100496 - Multiple fixed medicamentous rash attributable to Oxaliplatin
Background
Fixed drug eruption (FDE) is linked to over 100 pharmacological agents. This condition is characterized by lesions that consistently manifest in identical locations following exposure to the same therapeutic agent. The primary intervention involves the identification of the causative medication and its subsequent discontinuation. The predominant variant of FDE is localized, presenting as a self-limiting lesion; although the offending drug can be validated through oral provocation, such an approach is inadvisable due to the potential for severe or even generalized adverse reactions.
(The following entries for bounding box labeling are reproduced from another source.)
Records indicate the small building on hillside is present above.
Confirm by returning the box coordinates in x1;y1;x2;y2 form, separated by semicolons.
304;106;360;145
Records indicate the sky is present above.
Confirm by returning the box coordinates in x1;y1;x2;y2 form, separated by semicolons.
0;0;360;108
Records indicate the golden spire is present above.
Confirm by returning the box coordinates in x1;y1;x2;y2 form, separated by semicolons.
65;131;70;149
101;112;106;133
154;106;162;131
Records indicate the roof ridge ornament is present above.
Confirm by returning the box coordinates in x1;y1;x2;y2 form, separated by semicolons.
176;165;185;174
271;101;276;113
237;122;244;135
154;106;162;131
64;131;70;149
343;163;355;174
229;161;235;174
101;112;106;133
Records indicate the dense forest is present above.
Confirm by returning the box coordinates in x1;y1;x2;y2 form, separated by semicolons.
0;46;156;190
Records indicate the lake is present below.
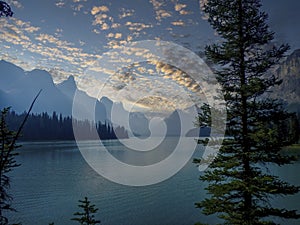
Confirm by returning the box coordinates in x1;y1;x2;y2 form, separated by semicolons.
5;140;300;225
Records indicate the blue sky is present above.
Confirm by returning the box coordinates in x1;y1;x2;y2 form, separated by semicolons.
0;0;300;112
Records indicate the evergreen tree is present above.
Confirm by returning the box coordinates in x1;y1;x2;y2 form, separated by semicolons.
196;0;300;225
71;197;100;225
0;108;20;224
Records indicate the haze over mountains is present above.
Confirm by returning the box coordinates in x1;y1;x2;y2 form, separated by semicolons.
0;50;300;136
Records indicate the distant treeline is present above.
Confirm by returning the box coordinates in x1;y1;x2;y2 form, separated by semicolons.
6;111;128;141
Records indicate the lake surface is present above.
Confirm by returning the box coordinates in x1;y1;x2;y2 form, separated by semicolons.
5;140;300;225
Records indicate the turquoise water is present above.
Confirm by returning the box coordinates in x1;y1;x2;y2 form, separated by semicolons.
5;141;300;225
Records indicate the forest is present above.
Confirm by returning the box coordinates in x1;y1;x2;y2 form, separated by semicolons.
6;110;128;141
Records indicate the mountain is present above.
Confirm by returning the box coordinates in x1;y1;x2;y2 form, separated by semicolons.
0;60;149;136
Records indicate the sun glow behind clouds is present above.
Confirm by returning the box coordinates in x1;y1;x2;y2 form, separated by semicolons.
0;0;214;108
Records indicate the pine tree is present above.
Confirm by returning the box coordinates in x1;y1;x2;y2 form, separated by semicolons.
71;197;100;225
0;108;20;224
196;0;300;225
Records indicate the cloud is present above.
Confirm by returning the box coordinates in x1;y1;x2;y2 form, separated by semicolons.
174;3;187;11
91;5;109;15
119;8;135;19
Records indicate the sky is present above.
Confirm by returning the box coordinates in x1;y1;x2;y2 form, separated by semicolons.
0;0;300;110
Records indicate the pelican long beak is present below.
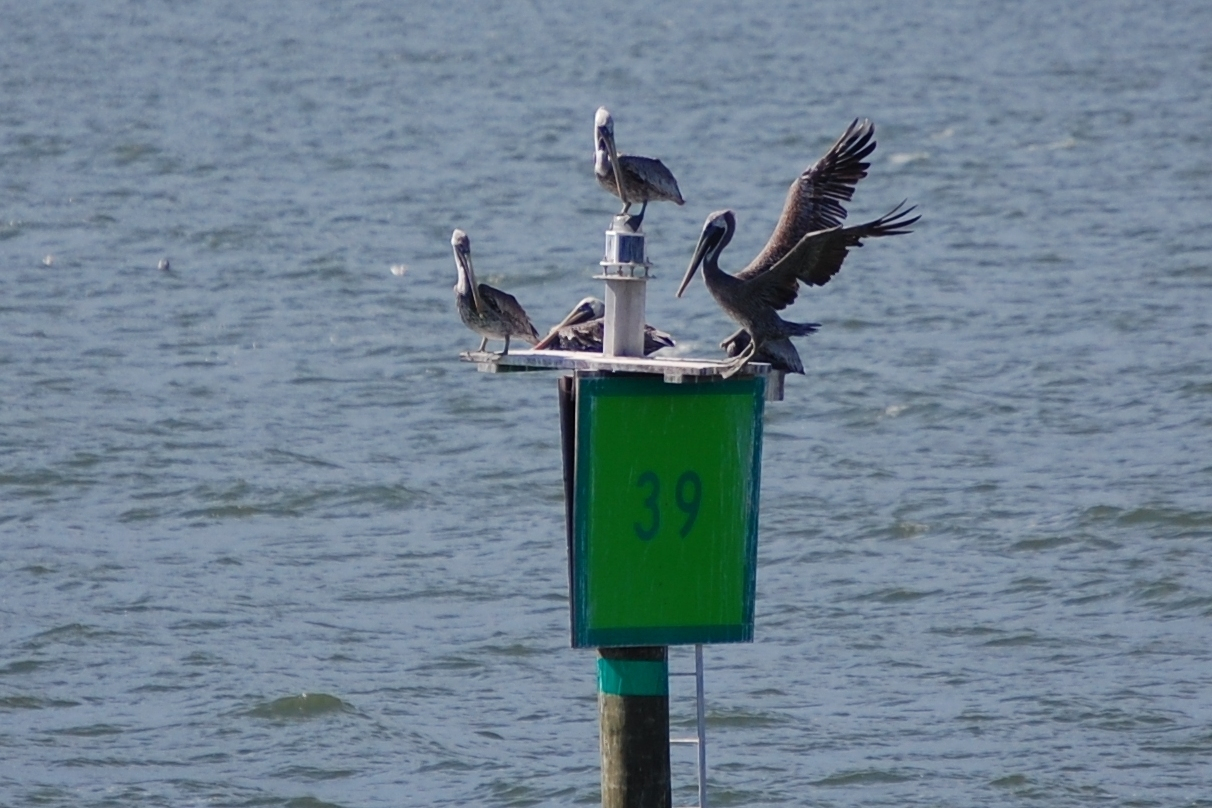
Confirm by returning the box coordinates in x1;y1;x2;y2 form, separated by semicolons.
534;298;595;350
674;229;709;297
455;247;484;314
601;128;631;211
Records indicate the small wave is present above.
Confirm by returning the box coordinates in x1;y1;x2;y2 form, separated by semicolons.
245;693;354;720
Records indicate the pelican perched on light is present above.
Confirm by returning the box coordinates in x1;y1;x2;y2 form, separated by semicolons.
678;202;919;377
451;230;538;356
594;107;686;225
534;297;675;356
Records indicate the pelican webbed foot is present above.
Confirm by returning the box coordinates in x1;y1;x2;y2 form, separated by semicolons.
720;342;756;379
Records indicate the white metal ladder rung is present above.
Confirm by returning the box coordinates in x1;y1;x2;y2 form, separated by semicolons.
669;644;707;808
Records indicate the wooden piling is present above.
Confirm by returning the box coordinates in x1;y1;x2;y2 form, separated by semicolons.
598;646;673;808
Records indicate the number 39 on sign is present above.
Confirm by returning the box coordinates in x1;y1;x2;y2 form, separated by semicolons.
570;377;765;647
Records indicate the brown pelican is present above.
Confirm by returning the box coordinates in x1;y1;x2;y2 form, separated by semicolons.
720;118;875;353
678;202;919;377
594;107;686;227
534;297;675;356
451;230;538;356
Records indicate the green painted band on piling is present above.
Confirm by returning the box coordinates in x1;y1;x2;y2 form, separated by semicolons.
598;658;669;695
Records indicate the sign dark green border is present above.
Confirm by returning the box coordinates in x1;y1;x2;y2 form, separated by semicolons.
568;377;766;648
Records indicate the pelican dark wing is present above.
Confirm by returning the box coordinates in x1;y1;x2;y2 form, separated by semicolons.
737;119;875;277
678;202;917;376
534;297;675;356
737;202;921;310
451;230;538;356
594;107;685;225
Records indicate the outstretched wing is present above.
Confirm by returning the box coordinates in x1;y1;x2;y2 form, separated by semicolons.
745;202;921;309
737;118;875;283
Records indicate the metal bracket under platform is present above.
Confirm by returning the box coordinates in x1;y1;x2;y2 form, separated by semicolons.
459;350;783;401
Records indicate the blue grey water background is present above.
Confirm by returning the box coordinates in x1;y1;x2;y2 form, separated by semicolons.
0;0;1212;808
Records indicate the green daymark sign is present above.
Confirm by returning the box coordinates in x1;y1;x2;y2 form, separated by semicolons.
570;377;765;647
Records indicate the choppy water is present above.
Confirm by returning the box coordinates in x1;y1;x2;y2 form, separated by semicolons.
0;0;1212;808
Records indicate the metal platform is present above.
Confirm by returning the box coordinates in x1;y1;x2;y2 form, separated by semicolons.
459;350;784;401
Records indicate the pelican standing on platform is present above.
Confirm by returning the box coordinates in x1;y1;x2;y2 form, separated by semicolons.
451;230;538;356
534;297;676;356
720;118;875;360
678;202;919;378
594;107;686;227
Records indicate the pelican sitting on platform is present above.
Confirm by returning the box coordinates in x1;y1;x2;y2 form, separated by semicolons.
678;202;919;378
451;230;538;356
594;107;686;227
534;297;675;356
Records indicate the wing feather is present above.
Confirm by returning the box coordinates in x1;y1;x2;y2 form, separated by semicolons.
747;202;921;310
737;118;875;283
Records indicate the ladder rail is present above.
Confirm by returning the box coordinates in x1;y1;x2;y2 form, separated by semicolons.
669;644;707;808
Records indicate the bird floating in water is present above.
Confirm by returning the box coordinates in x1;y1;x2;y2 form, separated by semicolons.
594;107;686;227
678;202;920;378
534;297;675;356
451;230;538;356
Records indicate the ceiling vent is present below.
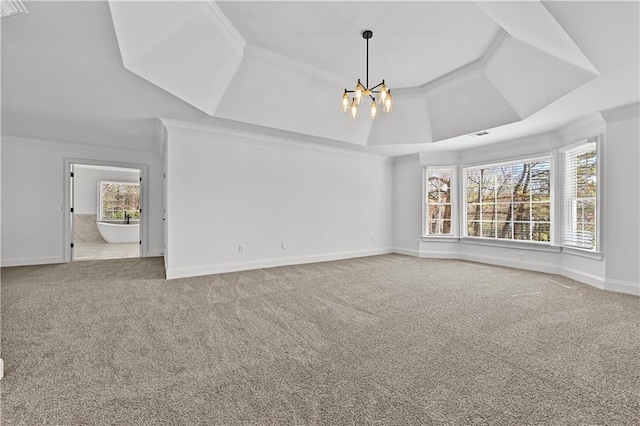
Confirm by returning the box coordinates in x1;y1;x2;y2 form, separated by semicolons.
0;0;29;18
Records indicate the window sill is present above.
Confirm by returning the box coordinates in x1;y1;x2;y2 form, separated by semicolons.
420;235;460;243
562;247;604;260
460;238;562;253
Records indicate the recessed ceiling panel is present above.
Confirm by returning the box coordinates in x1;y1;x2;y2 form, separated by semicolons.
215;45;371;145
484;37;597;119
427;73;520;141
217;1;499;88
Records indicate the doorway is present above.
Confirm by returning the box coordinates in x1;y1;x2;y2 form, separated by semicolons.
69;163;143;261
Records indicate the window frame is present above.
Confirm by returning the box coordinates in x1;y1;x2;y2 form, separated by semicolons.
421;165;460;240
558;136;603;253
459;152;558;248
96;179;142;223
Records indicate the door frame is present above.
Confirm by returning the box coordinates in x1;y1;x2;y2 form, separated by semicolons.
62;158;149;263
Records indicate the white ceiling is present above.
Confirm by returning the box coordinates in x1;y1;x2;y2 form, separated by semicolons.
1;1;640;155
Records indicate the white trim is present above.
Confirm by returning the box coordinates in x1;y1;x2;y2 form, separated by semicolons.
420;235;460;243
418;250;461;260
393;247;420;257
604;279;640;296
167;248;394;280
560;266;604;290
460;253;561;274
0;257;64;268
393;153;420;164
558;113;606;143
460;237;562;253
421;164;460;241
62;156;151;262
600;102;640;123
562;246;604;260
2;135;162;160
158;117;393;163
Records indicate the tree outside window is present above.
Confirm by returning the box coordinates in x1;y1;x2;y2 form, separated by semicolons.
465;159;551;242
100;181;140;220
425;168;454;235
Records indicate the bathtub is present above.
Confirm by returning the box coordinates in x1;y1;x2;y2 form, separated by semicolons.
96;222;140;243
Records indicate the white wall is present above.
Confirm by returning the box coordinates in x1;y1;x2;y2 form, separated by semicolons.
166;120;393;278
394;104;640;295
1;136;164;266
393;154;422;256
73;165;140;214
604;110;640;295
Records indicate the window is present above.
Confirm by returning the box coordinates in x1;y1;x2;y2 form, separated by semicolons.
562;140;598;251
464;157;552;243
424;167;454;236
98;180;140;220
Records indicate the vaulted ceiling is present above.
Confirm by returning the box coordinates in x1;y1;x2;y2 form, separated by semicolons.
2;1;640;155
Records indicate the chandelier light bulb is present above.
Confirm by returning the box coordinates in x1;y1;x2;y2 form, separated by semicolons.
382;90;393;112
340;30;393;119
355;79;365;105
341;89;349;112
380;80;389;105
351;98;358;120
369;99;378;120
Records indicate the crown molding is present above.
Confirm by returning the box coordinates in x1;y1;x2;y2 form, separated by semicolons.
393;153;420;164
600;102;640;123
205;0;247;55
558;112;606;143
0;135;162;160
157;117;393;164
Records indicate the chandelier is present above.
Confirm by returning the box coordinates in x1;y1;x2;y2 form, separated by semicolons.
341;30;393;119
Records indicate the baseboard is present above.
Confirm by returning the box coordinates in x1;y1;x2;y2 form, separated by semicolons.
459;253;560;274
604;280;640;296
393;247;420;257
560;267;604;290
418;250;461;259
166;247;394;280
0;257;64;268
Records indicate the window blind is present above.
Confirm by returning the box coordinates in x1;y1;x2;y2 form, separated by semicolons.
561;142;598;250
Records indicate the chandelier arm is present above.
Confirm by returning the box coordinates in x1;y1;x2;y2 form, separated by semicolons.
367;39;369;89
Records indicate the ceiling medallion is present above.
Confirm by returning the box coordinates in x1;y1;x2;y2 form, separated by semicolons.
341;30;393;119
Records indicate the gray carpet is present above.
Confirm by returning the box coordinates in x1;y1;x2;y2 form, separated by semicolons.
0;255;640;425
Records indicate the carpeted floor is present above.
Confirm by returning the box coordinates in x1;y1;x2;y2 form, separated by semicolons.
0;255;640;425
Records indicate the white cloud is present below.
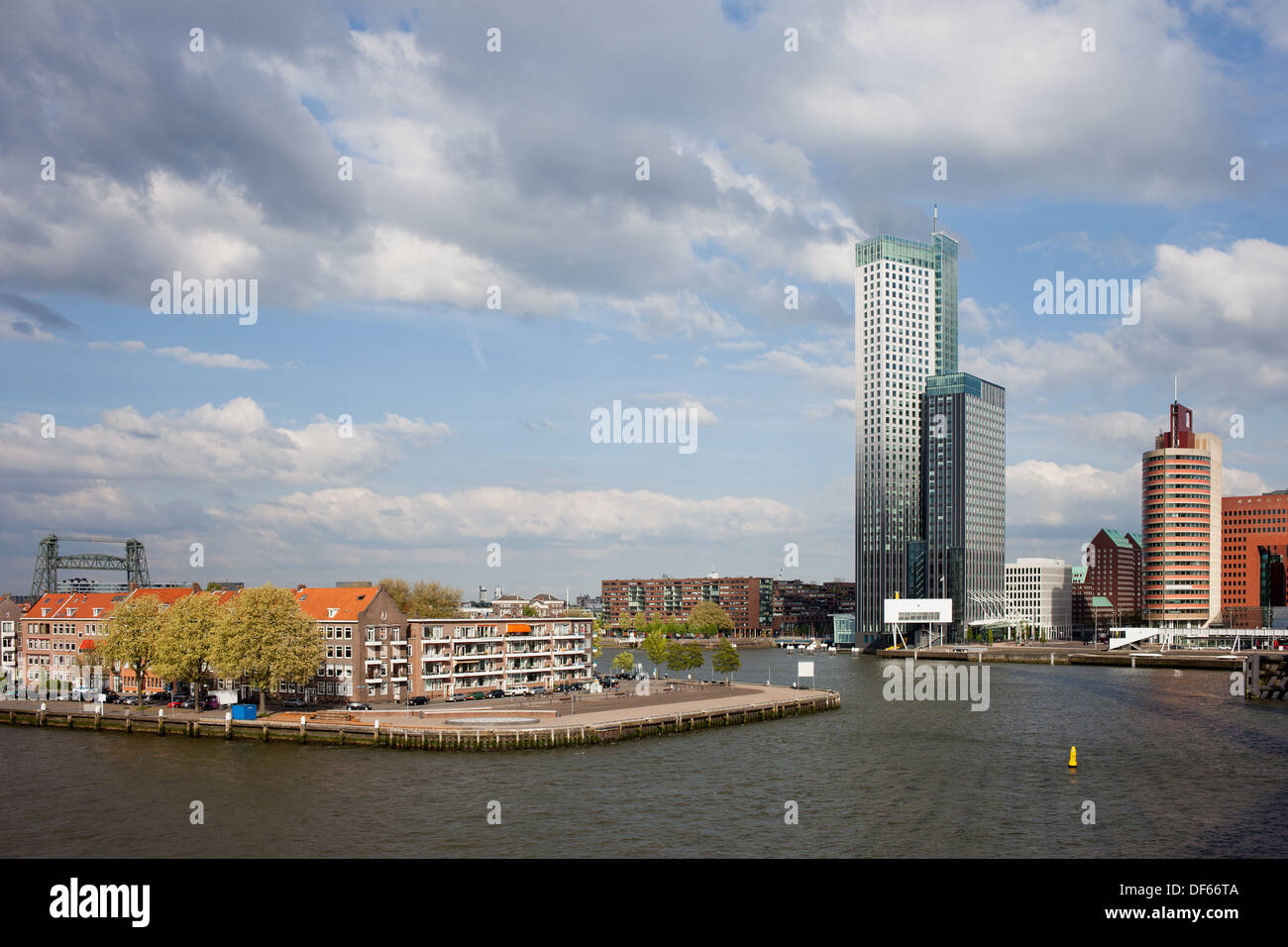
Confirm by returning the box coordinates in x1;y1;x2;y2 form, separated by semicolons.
207;487;799;546
0;398;451;483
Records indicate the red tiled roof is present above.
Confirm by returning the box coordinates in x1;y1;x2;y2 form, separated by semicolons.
128;587;192;605
23;591;120;621
295;585;380;621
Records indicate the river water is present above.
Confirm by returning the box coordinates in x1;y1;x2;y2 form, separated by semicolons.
0;650;1288;857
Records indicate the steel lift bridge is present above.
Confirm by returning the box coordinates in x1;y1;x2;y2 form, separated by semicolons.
31;533;150;601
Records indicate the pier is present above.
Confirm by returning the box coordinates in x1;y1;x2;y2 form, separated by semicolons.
0;679;841;750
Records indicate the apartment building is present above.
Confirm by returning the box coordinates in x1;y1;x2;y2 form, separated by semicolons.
600;574;774;637
1141;401;1221;627
296;585;412;703
1006;558;1073;640
408;618;592;699
1073;530;1145;637
18;591;121;693
773;579;854;637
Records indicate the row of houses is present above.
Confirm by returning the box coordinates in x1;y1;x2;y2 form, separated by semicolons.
0;585;592;702
600;574;854;638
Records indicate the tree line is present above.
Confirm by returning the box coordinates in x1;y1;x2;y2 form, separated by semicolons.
94;585;326;711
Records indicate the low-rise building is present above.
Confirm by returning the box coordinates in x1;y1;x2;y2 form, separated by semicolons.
21;591;121;694
773;579;854;644
600;575;774;637
0;595;27;693
408;618;592;699
1006;558;1073;640
296;585;412;702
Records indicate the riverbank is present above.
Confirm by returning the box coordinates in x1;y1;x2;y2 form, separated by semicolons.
0;679;840;750
872;643;1245;672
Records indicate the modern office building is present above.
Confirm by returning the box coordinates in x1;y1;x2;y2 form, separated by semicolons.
1221;489;1288;627
1141;401;1221;627
854;213;957;642
911;372;1006;642
1006;558;1073;640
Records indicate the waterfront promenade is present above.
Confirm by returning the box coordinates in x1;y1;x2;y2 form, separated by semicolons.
0;678;840;750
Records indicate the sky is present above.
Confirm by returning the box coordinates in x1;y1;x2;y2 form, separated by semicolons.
0;0;1288;595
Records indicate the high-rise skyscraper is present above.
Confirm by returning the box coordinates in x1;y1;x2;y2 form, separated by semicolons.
912;372;1006;642
854;215;957;647
1140;401;1221;627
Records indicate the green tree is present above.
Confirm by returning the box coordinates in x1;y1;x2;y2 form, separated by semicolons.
95;594;161;707
711;639;742;684
154;592;224;708
613;651;635;674
644;630;667;670
690;601;733;638
666;642;707;674
210;585;326;712
377;579;461;618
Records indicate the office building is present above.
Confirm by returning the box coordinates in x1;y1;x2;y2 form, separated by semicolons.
1141;401;1221;627
1221;489;1288;627
0;595;27;693
854;213;957;642
911;372;1006;642
1006;558;1073;640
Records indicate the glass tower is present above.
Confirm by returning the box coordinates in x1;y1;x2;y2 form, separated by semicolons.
854;223;957;648
922;372;1006;642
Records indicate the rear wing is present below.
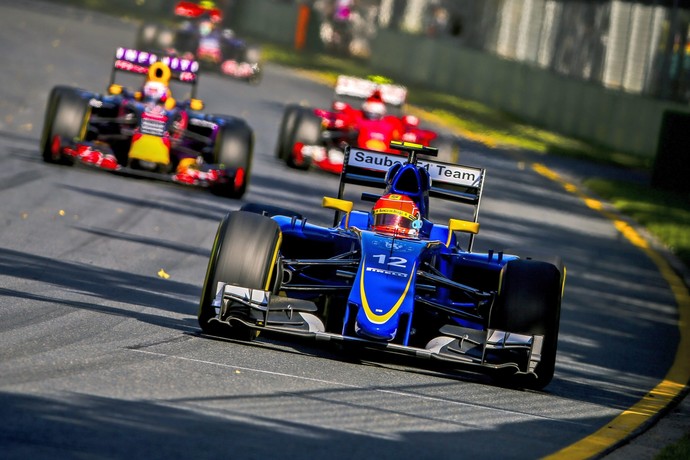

The proposed investigation entails the administration of a patch test at the site of lesion manifestation.
Method
A 61-year-old male patient with a medical history of medial rectal adenocarcinoma CT4bn2am0 has undergone chemotherapy (Oxaliplatin and Capecitabine) until the year 2022. He was subsequently referred to allergy clinics following a recurrence of the tumor located in the middle rectum, necessitating renewed treatment with oxaliplatin. Two hours subsequent to oxaliplatin infusion, the patient experiences palmoplantar pruritus, which is followed by the development of purplish plaques on both feet (Figure 1). The pruritus subsides within hours, yet residual hyperpigmented lesions with pruritic characteristics persist.
Results
We conducted skin testing (prick and intradermal) with oxaliplatin, followed by delayed readings, which revealed a reactivation of the plaques on both feet at 7-8 hours post-testing. We conferred with the oncology department and the patient to evaluate the risk-benefit ratio associated with the continuation of oxaliplatin cycles, resulting in a consensus to proceed cautiously with the remaining four cycles of treatment. The patient exhibited identical symptoms half an hour subsequent to the conclusion of each cycle, without any escalation in the intensity or severity of the lesions.
Conclusion
FDE represents a late CD8 T cell-mediated reaction, diagnosed via detailed medical history and epicutaneous testing. Although drug provocation is the diagnostic gold standard, it carries risks of recurrence of symptoms. Management entails avoidance of the culprit drug, weighing the therapeutic benefits against risks. Given the delayed nature of these reactions, preemptive measures with antihistamines and corticosteroids are not warranted. In this instance, the patient tolerated ongoing oxaliplatin treatment, leading to a multidisciplinary consensus to persist with close observation.